Monday, June 23, 2014

Foreign investors chasing Australian agribusiness and agriculture

Vanguard July 2014
Duncan B. 



Australian agribusiness is becoming increasingly attractive to foreign investors. Private equity investors have been involved in some big purchases recently.


European firm R&R, which is owned by French private equity firm PAI Partners, recently bought Australian ice cream maker Peters in A $400 million deal.

US private equity firm Kohlberg Kravis Roberts tried a $3.05 billion take-over bid for Treasury Wine Estates, the makers of Penfolds.

In June 2013, TPG Capital bought Ingham Enterprises, one of Australia’s biggest poultry producers for $880 million.

There have several other deals as private equity buyers target packaged foods and meats, companies with strong brands that can be used to improve their own portfolios and food distribution businesses.

Most of Australia’s grain trading firms are now foreign-owned.

Large, well developed farms in the Riverina, northern NSW and southern Queensland have become targets for foreign investors.
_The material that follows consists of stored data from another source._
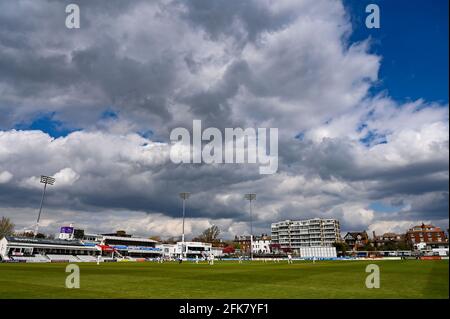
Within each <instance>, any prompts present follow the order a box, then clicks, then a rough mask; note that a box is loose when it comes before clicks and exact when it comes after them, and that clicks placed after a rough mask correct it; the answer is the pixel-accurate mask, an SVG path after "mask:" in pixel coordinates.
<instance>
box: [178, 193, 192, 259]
mask: <svg viewBox="0 0 450 319" xmlns="http://www.w3.org/2000/svg"><path fill="white" fill-rule="evenodd" d="M190 195H191V193H188V192H182V193H180V198H181V199H182V200H183V231H182V235H181V243H182V244H181V258H183V257H184V256H183V255H184V250H185V249H184V248H185V245H184V217H185V215H186V214H185V212H186V200H187V199H188V198H189V196H190Z"/></svg>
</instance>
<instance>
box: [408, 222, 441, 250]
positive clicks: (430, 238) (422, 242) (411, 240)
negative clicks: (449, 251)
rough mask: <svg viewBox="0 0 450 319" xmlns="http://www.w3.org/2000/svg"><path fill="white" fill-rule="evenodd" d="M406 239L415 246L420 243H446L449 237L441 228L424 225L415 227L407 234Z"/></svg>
mask: <svg viewBox="0 0 450 319" xmlns="http://www.w3.org/2000/svg"><path fill="white" fill-rule="evenodd" d="M406 239H407V240H408V242H410V243H411V244H413V245H417V244H419V243H439V242H446V241H447V237H446V236H445V233H444V231H443V230H442V229H441V228H440V227H435V226H433V225H425V224H422V225H420V226H414V227H413V228H411V229H410V230H408V232H407V233H406Z"/></svg>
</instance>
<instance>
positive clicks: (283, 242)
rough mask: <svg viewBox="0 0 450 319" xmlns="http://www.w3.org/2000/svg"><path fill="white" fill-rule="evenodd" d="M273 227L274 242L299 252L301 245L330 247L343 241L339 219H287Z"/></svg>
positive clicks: (274, 242) (316, 218)
mask: <svg viewBox="0 0 450 319" xmlns="http://www.w3.org/2000/svg"><path fill="white" fill-rule="evenodd" d="M271 229H272V244H275V245H279V247H280V248H281V249H283V250H286V249H290V250H293V251H297V252H298V251H300V248H301V247H329V246H332V245H333V244H334V243H335V242H339V241H341V236H340V234H341V230H340V225H339V221H338V220H337V219H322V218H313V219H307V220H298V221H292V220H285V221H281V222H277V223H273V224H272V227H271Z"/></svg>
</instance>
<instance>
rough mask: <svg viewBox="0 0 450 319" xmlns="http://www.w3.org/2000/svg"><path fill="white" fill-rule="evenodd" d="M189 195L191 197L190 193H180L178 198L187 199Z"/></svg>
mask: <svg viewBox="0 0 450 319" xmlns="http://www.w3.org/2000/svg"><path fill="white" fill-rule="evenodd" d="M190 195H191V193H188V192H182V193H180V197H181V198H182V199H188V198H189V196H190Z"/></svg>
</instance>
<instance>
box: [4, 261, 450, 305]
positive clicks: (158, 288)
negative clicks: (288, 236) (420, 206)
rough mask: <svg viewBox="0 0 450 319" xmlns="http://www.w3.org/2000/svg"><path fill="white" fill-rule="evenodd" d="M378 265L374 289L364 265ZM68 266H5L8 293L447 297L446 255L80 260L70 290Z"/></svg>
mask: <svg viewBox="0 0 450 319" xmlns="http://www.w3.org/2000/svg"><path fill="white" fill-rule="evenodd" d="M370 263H376V264H377V265H378V266H379V267H380V274H381V287H380V288H378V289H368V288H366V287H365V279H366V276H367V275H368V273H366V272H365V268H366V266H367V265H368V264H370ZM66 265H67V264H0V299H5V298H448V297H449V264H448V260H442V261H435V260H433V261H425V260H402V261H376V262H373V261H321V262H316V263H315V264H313V263H312V262H307V261H297V262H295V263H294V264H292V265H288V264H287V263H286V262H283V263H281V262H280V263H272V262H271V263H263V262H244V263H243V264H238V263H237V262H230V261H227V262H224V261H222V262H216V264H215V265H213V266H211V265H208V264H206V263H203V264H193V263H186V262H185V263H183V264H177V263H164V264H157V263H152V262H147V263H103V264H100V265H96V264H90V263H82V264H79V265H80V278H81V287H80V289H67V288H65V280H66V276H67V275H68V273H66V272H65V267H66Z"/></svg>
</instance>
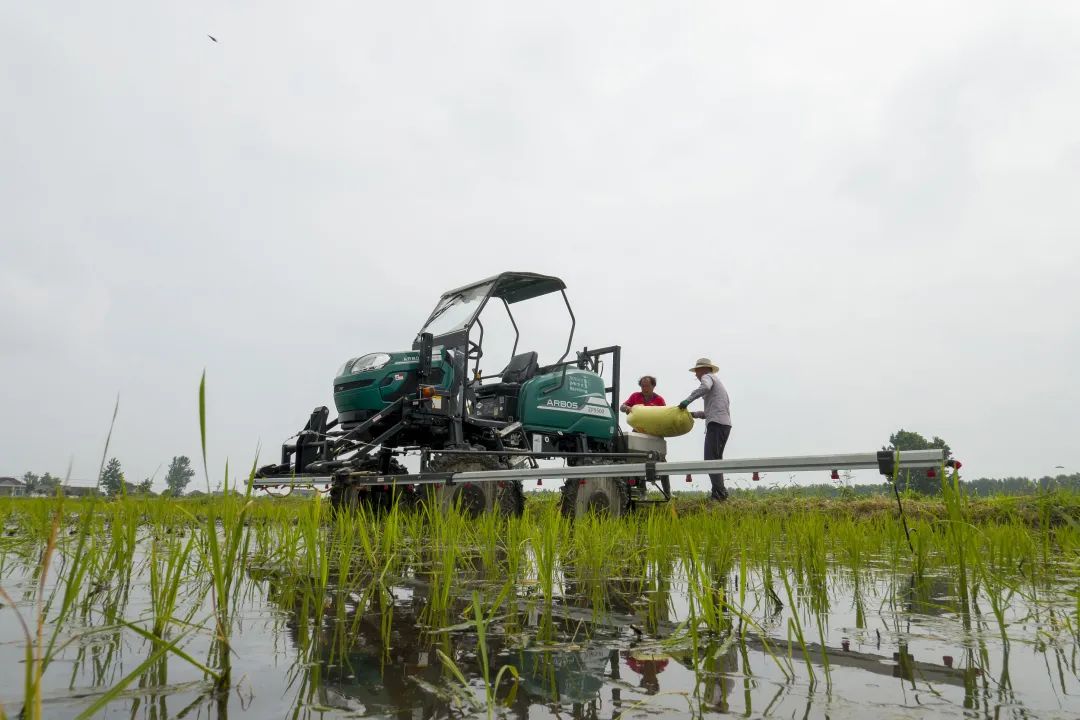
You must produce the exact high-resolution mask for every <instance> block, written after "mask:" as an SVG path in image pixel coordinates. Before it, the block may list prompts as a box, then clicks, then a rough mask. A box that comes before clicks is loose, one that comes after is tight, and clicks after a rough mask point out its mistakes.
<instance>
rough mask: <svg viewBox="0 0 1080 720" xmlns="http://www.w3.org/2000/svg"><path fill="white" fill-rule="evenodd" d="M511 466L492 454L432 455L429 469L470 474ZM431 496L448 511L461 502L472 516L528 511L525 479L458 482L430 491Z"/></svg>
mask: <svg viewBox="0 0 1080 720" xmlns="http://www.w3.org/2000/svg"><path fill="white" fill-rule="evenodd" d="M508 467H509V465H507V463H504V462H502V461H501V460H499V459H498V458H497V457H496V456H489V454H441V456H435V457H434V458H432V460H431V462H430V463H429V464H428V471H429V472H432V473H469V472H475V471H484V470H507V468H508ZM428 498H429V499H430V500H431V501H432V502H434V503H436V505H437V506H438V507H440V508H441V510H443V511H447V510H450V508H451V507H455V506H457V505H459V504H460V506H461V512H462V513H464V514H465V515H468V516H469V517H477V516H478V515H481V514H482V513H487V512H497V513H499V514H500V515H504V516H507V517H511V516H513V517H521V516H522V514H523V513H524V512H525V491H524V489H523V487H522V484H521V481H517V483H514V481H505V483H494V481H490V483H455V484H454V485H449V486H447V485H441V486H438V487H433V488H431V489H430V490H429V495H428Z"/></svg>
Large properties suited to grains and oils, cotton, irrigated cropping and edible nuts are in strong demand.

The source of funds for foreign investors include pension funds, insurance funds, endowment funds sovereign wealth funds, ultra high net worth individuals and families and trading houses and corporates.  All of these represent different forms of finance capital, the most rapacious and best organised section of capital in the era of imperialism.

Some foreign investors are seeking joint ventures with Australian farmers and companies. This could be more beneficial to Australian farmers and agribusinesses than direct take-overs.
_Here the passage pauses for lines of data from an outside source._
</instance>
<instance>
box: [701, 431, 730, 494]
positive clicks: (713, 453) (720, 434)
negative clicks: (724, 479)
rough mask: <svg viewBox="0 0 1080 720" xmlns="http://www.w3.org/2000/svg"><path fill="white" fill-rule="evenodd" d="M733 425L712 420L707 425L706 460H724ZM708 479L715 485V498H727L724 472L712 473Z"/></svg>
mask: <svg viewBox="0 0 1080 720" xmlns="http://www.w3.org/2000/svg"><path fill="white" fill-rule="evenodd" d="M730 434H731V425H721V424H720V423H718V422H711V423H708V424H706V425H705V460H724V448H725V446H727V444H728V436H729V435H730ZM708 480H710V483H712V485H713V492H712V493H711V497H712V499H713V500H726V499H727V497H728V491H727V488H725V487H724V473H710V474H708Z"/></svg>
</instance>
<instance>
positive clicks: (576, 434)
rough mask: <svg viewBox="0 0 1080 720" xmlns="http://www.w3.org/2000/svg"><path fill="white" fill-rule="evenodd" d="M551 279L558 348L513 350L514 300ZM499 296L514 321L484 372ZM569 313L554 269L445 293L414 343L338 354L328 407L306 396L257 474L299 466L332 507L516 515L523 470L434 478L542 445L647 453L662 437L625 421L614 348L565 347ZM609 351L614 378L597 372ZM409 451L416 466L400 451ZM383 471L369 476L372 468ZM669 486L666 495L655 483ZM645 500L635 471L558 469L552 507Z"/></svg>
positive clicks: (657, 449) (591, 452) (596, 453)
For example, West Australian biggest meat processor, the Walsh family has signed a $1 billion partnership deal with Grand Farm, one of China’s biggest food companies, for 500,000 lambs and 30,000 cattle to be processed in Australia and shipped to China.

The joint venture includes a $200 million investment in WA and the provision of expertise in livestock production and sheep genetics by Walsh as part of $800 million being spent on the development of farms in Inner Mongolia.

Nevertheless, joint ventures between partners of unequal strength can have serious shortcomings. These can include an imbalance in levels of expertise, investment or assets brought into the venture by the different partners.  Such an imbalance has the potential to allow the stronger partner to dominate the weaker.

Capitalism is not a system that manages the contradictions between “partners” to ensure equality.

In that sense, joint ventures may represent the foot in the door that leads to a complete takeover of the weaker by the stronger.